The picture that emerges from the tables above is somewhat mixed. A lot depends on the combination of compiler, compilation settings, and the actual test being run. There are also a few anomalies (e.g. the Borland C++ timings for test 2b with settings inline, no exceptions) where an unexpectedly large difference occurs. However, a few observations can be made (I’ll leave the rest for you to ponder on):

  • Only the Borland compiler generates code that is, on the average, favorable to the Foo case. It should be noted, though, that this is in large part due to the behavior of the code on test 2b, which is strikingly different from the other tests (and from the other compilers on the same test, for that matter).
  • With the exception of the Borland compiler, it appears that the Any case allows for better optimizations when used with automatic (i.e. statically typed) variables. This is quite reasonable, as in this case the destructor call does not require the virtual indirection, and the constructor of the Any base class is simpler than the one of the Shared base class. The Microsoft compiler even managed to optimize the entire for loop of tests 1b and 2b away in one of the Any cases.
  • Provisions for exception handling tend to even out the differences between Foo and Any. This is understandable, since the compiler will insert extra code in this case (including calls to helper functions), which add approximately equal overhead to both the Foo and the Any variants.
  • The results of tests 3a and 3b are more equalized because of the relatively large amount of time spent in memory allocation and deallocation in those tests.

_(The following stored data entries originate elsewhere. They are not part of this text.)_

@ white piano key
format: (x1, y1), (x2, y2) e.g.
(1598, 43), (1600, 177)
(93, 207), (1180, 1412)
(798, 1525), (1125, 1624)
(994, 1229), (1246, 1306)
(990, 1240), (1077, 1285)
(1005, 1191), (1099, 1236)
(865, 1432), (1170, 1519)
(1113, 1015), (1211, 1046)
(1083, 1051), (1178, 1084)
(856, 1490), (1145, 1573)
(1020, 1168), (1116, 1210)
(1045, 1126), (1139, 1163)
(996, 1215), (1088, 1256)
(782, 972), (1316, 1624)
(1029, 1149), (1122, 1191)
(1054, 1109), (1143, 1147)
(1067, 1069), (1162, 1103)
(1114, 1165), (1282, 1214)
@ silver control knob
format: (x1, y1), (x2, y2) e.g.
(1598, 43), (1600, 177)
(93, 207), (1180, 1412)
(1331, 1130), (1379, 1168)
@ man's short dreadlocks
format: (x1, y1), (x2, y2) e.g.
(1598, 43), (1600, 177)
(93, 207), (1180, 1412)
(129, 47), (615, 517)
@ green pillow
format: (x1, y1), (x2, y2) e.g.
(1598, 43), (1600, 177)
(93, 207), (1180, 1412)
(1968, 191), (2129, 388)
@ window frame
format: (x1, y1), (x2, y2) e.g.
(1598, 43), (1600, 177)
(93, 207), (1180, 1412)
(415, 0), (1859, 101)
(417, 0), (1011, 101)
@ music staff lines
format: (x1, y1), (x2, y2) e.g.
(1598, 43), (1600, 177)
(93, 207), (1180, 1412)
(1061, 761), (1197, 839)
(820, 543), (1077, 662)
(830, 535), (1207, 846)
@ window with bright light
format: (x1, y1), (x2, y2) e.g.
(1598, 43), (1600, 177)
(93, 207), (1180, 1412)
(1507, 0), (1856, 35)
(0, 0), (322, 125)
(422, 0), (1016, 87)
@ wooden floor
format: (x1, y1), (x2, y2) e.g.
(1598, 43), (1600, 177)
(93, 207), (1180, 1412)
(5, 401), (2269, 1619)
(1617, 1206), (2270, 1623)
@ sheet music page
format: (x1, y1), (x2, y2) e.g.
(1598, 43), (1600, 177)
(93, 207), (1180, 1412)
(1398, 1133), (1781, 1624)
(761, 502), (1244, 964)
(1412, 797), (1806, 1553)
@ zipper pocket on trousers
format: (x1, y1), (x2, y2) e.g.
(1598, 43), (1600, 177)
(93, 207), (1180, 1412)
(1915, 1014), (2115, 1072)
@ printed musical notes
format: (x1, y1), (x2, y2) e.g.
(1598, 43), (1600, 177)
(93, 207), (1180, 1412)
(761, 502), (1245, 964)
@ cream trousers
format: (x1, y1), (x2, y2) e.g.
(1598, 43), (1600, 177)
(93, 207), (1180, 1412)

It should also be noted that the data shown above are not the whole picture: the Foo approach might conceivably need additional code to support the "isdynamic" marking of the Foo objects. The data above include the technique described by Van Rooyen, but as pointed out by Pyarali and Peierls, and also in my companion article "On the heap?", a more complex scheme might be needed. In the presence of multi-threading, this could go as far as introducing locks to guard against concurrent access. Needless to say, this would introduce even more overhead in the Foo case, which is absent from the Any case.

Back to the top

Conclusion

It is probably safe to say that on the whole, and across a wide variety of circumstances, the (standard) Any variant is quicker than the supposedly improved Foo variant, and by quite a margin in some cases. Reasons why this should be so include:

  • A misunderstanding by Van Rooyen about the use of the virtual call mechanism for statically typed variables (it is not used in that case).
  • An execution path for dynamically typed variables that is essentially the same between the two approaches, or even longer in the Foo case. In particular, both involve a virtual function call (to Foo::destroy() or to the Any destructor, respectively), followed by some code that either is inlined by definition (the body of the Any destructor) or amenable to inlining by the compiler (the call plus body of the Foo destructor).

In addition:

  • In the presence of multi-threading, additional overhead would be introduced to safeguard the Foo scheme against concurrent access during construction. This is not required in the Any case.

I therefore conclude that Van Rooyen’s Foo approach introduces complexities in implementation and opportunities for mistakes and misuse, without any gain in performance. Quite to the contrary, in many cases a performance loss is caused by the Foo approach.

Back to the top

References

[1] Michael van Rooyen: Alternative C++, C++ Report April 1996, pp. 39-42.

[2] Irfan Pyarali: Comments on "Alternative C++", C++ Report May 1996, Letters section.

[3] Tim Peierls: Comments on "Alternative C++", C++ Report June 1996, Letters section.